At first glance, the export of excess industrial capacity wouldn’t appear to make much business sense. As Bloomberg News noted two weeks ago, Hebei Iron & Steel’s South African mill will be “equivalent to two-thirds of that nation’s output last year, and a third of continental Africa’s.” In other words, it's not clear there's much demand in these new locales for the Chinese steel giant's plentiful wares. Why, then, are they doing it?
[. . .] Hebei may simply be at a loss as to how to scale back businesses that they recognize have become massively bloated. Officials in China’s construction-related industries clearly have too much capacity and too little demand. Back in September, I attended a speech in Beijing where a Vice-President of the China Iron & Steel Association announced that Chinese steel production capacity had grown by 200 million tons since the end of 2012, to reach 1.1 billion tons total. Much of that capacity isn’t used -- China is projected to manufacture around 750 million tons of steel this year.
The effect on domestic Chinese steel prices has been devastating. Consider the price in Shanghai for steel reinforcing bar (rebar), a key component to building everything from subways to residential high-rises: it's fallen twenty-nine percent this year. That drop was largely precipitated by China’s economic slowdown (and the slowest growth rate since 1990).
So where is the steel going in the absence of a strong domestic market? During the first 11 months of 2014, China exported 86 million tons of steel (almost equal to total U.S. production in 2013), up 47 percent over the same period in 2013. But the export market is hardly a sustainable bet in the long-term, especially at a time when the United States and other importing countries are erecting anti-dumping duties on Chinese steel.

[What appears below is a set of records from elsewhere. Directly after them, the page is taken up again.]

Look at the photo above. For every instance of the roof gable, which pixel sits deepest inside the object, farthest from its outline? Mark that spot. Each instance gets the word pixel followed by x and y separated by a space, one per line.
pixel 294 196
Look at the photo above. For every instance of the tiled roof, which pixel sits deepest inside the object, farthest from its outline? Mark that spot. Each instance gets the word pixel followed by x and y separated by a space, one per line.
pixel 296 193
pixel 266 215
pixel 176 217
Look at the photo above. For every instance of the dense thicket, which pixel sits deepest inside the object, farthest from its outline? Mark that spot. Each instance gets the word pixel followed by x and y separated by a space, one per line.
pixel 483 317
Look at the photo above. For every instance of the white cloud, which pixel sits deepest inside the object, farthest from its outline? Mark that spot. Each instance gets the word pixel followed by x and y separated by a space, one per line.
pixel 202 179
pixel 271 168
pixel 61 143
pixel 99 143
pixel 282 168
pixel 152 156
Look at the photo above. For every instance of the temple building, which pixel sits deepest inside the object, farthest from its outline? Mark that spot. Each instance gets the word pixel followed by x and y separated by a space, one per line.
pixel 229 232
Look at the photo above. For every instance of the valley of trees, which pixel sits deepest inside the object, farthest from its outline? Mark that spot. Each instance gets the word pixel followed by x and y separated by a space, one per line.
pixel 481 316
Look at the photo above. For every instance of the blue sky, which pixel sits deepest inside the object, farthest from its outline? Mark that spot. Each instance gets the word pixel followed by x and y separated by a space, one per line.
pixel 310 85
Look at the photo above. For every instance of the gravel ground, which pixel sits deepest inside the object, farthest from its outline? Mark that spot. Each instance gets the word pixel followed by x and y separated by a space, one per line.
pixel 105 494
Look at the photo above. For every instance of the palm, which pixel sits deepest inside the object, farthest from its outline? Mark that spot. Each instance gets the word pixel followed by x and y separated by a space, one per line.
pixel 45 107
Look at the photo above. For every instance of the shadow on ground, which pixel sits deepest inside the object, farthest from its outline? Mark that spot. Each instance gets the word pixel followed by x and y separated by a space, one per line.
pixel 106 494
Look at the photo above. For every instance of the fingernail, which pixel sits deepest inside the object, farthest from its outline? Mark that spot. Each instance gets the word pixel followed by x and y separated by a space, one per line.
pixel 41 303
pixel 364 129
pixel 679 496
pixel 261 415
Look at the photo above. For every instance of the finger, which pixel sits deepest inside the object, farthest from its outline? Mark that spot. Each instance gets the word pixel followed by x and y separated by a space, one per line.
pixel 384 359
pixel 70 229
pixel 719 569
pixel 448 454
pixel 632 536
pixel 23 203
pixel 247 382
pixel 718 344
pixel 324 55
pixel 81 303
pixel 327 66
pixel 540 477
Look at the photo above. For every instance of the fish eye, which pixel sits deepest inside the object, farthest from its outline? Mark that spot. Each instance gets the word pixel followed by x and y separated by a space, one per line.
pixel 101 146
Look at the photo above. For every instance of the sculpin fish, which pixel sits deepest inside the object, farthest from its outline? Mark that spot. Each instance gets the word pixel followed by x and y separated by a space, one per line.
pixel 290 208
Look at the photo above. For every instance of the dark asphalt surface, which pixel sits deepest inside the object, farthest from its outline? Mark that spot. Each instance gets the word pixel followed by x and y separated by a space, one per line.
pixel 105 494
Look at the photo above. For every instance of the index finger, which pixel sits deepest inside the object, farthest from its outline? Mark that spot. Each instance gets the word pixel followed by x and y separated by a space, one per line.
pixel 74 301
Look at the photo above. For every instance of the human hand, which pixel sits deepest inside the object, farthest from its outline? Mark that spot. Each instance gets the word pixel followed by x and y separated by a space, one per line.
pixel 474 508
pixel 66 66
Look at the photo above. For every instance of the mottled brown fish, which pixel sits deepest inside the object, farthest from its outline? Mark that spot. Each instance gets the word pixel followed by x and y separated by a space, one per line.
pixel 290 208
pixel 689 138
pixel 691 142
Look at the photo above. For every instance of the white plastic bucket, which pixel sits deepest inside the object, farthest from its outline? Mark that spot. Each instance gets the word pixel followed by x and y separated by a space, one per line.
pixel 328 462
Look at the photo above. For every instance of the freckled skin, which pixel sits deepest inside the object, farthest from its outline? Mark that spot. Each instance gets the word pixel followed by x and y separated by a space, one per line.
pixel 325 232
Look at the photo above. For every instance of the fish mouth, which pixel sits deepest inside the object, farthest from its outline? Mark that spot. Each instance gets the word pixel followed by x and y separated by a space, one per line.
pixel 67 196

For a company looking for growth over the long-term, and significant capital to invest, that really only leaves one choice: go global. In fact, the Chinese government has had a “go global” policy since the 1990s, whereby companies are encouraged to set up subsidiaries abroad, for the purpose of extracting raw materials and energy and -- to a lesser extent -- manufacture. But unlike in the past, when going global had served as a nice long-term goal, today's “going global” strategy has taken on urgency.